Reputation: 43
During the last week I have been trying to create a python experiment in Azure ML studio. The job consists on training a PyTorch (1.12.1) Neural Network using a custom environment with CUDA 11.6 for GPU acceleration. However, when attempting any movement operation I get a Runtime Error:
device = torch.device("cuda")
test_tensor = torch.rand((3, 4), device = "cpu")
test_tensor.to(device)
CUDA error: all CUDA-capable devices are busy or unavailable
CUDA kernel errors might be asynchronously reported at some other API call, so the stacktrace below might be incorrect.
For debugging consider passing CUDA_LAUNCH_BLOCKING=1.
I have tried to set CUDA_LAUNCH_BLOCKING=1, but this does not change the result.
I have also tried to check if CUDA is available:
print(f"Is cuda available? {torch.cuda.is_available()}")
print(f"Which is the current device? {torch.cuda.current_device()}")
print(f"How many devices do we have? {torch.cuda.device_count()}")
print(f"How is the current device named? {torch.cuda.get_device_name(torch.cuda.current_device())}")
and the result is completely normal:
Is cuda available? True
Which is the current device? 0
How many devices do we have? 1
How is the current device named? Tesla K80
I also tried to downgrade and change the CUDA, Torch and Python versions, but this does not seem to affect the error.

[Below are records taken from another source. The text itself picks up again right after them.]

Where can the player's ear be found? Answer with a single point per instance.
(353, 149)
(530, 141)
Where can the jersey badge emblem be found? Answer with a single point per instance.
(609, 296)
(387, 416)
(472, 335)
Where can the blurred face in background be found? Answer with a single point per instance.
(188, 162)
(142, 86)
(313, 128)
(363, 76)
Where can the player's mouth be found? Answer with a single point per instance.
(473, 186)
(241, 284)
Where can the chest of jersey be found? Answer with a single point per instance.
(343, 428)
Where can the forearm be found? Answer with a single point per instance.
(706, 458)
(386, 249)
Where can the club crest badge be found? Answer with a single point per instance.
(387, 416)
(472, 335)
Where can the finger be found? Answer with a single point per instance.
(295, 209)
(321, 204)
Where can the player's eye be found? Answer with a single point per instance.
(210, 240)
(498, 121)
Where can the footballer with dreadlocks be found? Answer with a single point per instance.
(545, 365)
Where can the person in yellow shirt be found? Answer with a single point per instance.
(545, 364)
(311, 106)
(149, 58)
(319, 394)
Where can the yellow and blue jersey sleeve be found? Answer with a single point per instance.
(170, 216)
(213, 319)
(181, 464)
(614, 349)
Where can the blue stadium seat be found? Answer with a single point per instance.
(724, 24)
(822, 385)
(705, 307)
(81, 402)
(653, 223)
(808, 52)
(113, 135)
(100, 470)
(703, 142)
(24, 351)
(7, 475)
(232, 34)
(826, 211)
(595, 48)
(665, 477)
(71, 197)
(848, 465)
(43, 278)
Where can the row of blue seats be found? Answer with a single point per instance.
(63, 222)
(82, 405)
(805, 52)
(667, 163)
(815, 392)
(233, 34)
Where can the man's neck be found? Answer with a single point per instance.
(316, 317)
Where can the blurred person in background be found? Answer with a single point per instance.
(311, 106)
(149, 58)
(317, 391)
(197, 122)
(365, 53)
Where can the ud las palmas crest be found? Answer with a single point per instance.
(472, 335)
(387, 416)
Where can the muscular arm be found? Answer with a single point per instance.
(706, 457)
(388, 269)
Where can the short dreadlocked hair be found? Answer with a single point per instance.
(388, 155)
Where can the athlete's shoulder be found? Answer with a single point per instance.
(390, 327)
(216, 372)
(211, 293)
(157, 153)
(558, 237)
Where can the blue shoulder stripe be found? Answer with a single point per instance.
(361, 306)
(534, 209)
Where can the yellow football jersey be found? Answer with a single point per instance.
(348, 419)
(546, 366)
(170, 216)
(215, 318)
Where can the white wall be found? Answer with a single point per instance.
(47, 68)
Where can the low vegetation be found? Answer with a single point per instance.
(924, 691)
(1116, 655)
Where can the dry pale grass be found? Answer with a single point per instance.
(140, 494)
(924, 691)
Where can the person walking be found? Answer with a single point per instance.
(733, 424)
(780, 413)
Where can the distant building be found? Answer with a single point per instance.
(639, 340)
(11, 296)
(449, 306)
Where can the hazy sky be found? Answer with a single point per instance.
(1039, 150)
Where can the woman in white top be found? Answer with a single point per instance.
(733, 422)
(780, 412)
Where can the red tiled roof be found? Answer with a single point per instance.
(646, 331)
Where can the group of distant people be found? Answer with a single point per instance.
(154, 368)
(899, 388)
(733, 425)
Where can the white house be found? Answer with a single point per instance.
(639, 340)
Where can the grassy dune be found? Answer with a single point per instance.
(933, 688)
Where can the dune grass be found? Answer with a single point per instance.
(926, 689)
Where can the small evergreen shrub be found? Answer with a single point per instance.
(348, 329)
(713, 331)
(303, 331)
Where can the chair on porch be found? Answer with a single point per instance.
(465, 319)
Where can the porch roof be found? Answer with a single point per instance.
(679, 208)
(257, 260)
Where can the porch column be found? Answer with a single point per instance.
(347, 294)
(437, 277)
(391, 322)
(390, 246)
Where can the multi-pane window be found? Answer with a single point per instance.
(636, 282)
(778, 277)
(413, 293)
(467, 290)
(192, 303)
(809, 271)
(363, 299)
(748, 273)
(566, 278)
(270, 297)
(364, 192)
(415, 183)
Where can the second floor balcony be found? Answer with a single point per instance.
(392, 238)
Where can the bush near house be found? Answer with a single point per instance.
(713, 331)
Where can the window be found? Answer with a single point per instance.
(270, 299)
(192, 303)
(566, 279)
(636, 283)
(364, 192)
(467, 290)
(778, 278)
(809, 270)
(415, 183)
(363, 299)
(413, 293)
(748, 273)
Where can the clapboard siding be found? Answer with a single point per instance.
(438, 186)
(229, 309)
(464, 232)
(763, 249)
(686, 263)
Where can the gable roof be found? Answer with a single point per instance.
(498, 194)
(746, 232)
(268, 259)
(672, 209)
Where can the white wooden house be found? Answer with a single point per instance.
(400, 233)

As far as I found this error appears only when using a custom environment. When a curated environment is used, the scripts runs with no problem. However, as the script needs of some libraries like OpenCV, I am forced to use a custom DockerFile to create my environment, which you can read here for reference:
FROM mcr.microsoft.com/azureml/aifx/stable-ubuntu2004-cu116-py39-torch1121:biweekly.202301.1
USER root
RUN apt update
# Necessary dependencies for OpenCV
RUN apt install ffmpeg libsm6 libxext6 libgl1-mesa-glx -y
RUN pip install numpy matplotlib pandas opencv-python Pillow scipy tqdm mlflow joblib onnx ultralytics
RUN pip install 'ipykernel~=6.0' \
'azureml-core' \
'azureml-dataset-runtime' \
'azureml-defaults' \
'azure-ml' \
'azure-ml-component' \
'azureml-mlflow' \
'azureml-telemetry' \
'azureml-contrib-services'
COPY --from=mcr.microsoft.com/azureml/o16n-base/python-assets:20220607.v1 /artifacts /var/
RUN /var/requirements/install_system_requirements.sh && \
cp /var/configuration/rsyslog.conf /etc/rsyslog.conf && \
cp /var/configuration/nginx.conf /etc/nginx/sites-available/app && \
ln -sf /etc/nginx/sites-available/app /etc/nginx/sites-enabled/app && \
rm -f /etc/nginx/sites-enabled/default
ENV SVDIR=/var/runit
ENV WORKER_TIMEOUT=400
EXPOSE 5001 8883 8888
The code from the COPY
statement is a copy from one of the curated environments already predefined by Azure. I would like to highlight that I tried using the DockerFile given in one of these environments, without any modification and I get the same result.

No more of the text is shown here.